I am trying to plan for a architecture in which I need to have streamset and kafka to ingest the data to cloudera platform on the top of AWS instances. I got two main concerns:
1- What should be the suitable config for the cluster subnet including streamset and kafka? Should I consider it as a gateaway nodes and and just have boot disk and not data disk? Is there any template or recommmended config?
2- I also notice for the production, it is recommended to have an external DB. Do we have a recommendation on the type of config of this DB and its server?
Take a look at Cloudera's AWS reference architecture for recommendations to get you started. It doesn't cover Streamsets specifically, but Kafka and other parts of CDH are included.
For both Cloudera Director and Cloudera Manager, we do recommend using an external database server. Cloudera Director can use MySQL for its own database, and it can set up MySQL for Cloudera Manager and for cluster services that use a database such as Hive.

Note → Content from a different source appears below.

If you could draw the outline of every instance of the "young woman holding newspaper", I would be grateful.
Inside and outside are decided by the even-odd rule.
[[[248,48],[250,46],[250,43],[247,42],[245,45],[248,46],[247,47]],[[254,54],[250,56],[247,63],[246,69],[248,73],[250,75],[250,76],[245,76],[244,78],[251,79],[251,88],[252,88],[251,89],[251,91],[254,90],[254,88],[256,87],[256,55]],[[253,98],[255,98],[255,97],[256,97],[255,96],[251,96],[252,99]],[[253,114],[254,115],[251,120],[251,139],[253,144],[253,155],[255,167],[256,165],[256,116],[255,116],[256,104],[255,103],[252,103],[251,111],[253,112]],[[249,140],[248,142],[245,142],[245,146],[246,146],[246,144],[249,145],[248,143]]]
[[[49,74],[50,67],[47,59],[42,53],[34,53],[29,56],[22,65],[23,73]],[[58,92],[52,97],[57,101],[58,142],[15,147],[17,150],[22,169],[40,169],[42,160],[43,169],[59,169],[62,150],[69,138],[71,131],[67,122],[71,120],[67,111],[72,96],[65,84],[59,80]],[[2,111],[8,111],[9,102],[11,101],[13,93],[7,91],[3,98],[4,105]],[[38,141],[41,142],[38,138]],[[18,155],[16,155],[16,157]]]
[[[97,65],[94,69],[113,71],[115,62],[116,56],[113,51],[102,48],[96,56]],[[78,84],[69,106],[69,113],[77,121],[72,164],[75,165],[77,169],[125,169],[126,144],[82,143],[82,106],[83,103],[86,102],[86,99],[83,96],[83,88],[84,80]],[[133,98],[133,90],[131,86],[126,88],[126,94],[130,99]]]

The documentation has configuration recommendations, like using InnoDB instead of MyISAM under the hood. Overall, though, there aren't strict requirements for the database configurations. You'll just want enough room, particularly for cluster service databases like the Hive metastore, for your future needs.

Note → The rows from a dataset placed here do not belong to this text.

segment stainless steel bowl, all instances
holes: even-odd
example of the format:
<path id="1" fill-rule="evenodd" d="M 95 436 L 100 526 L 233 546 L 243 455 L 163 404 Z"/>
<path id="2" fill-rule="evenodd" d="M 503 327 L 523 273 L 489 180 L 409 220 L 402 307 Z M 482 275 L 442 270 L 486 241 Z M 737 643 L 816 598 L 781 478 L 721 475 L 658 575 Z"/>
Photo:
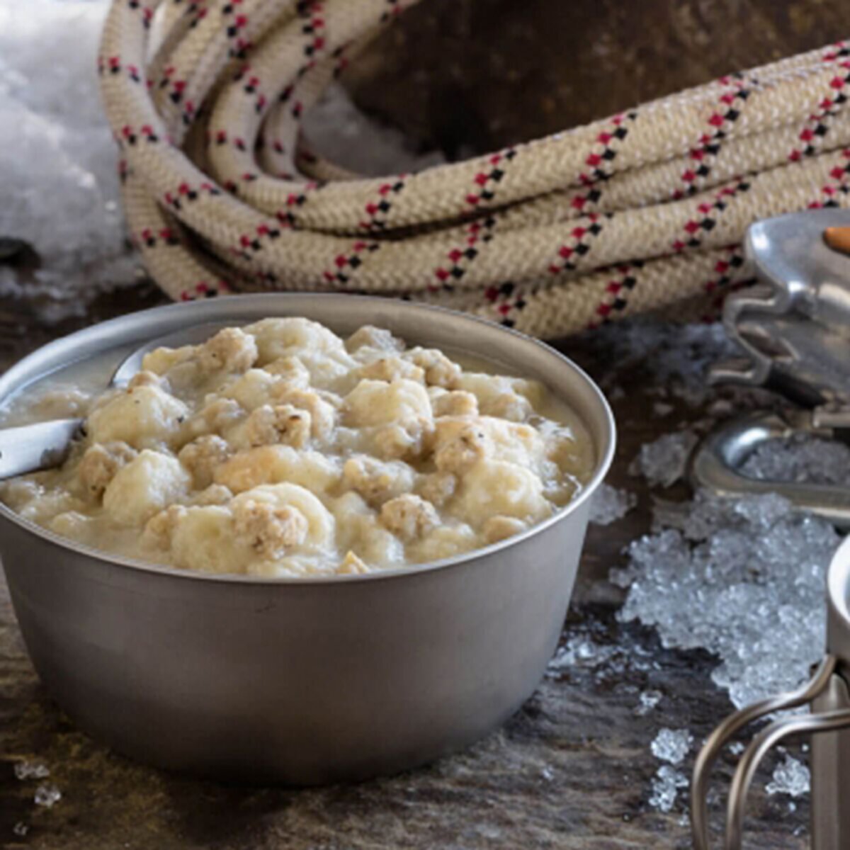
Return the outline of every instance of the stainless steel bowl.
<path id="1" fill-rule="evenodd" d="M 602 394 L 552 348 L 468 316 L 387 299 L 257 295 L 134 313 L 38 349 L 9 394 L 70 360 L 180 327 L 304 315 L 464 350 L 543 381 L 595 440 L 592 480 L 527 532 L 366 576 L 207 575 L 115 557 L 0 506 L 0 555 L 27 649 L 81 728 L 121 753 L 223 779 L 309 785 L 410 768 L 513 713 L 558 641 L 614 453 Z"/>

Thanks for the quick reply.
I checked the documents. So for high availability, the external database should be outside of cluster, right? So does it means that I need to put database outside of vpc and use internet to connect to it or I just need to have another instance in the same vpc?
You can use a service like RDS to host the external database server, and let it handle replication and availability. The database server can reside in the same VPC. You would not want to host the server outside AWS or route requests to it over the public internet, for cost and performance reasons.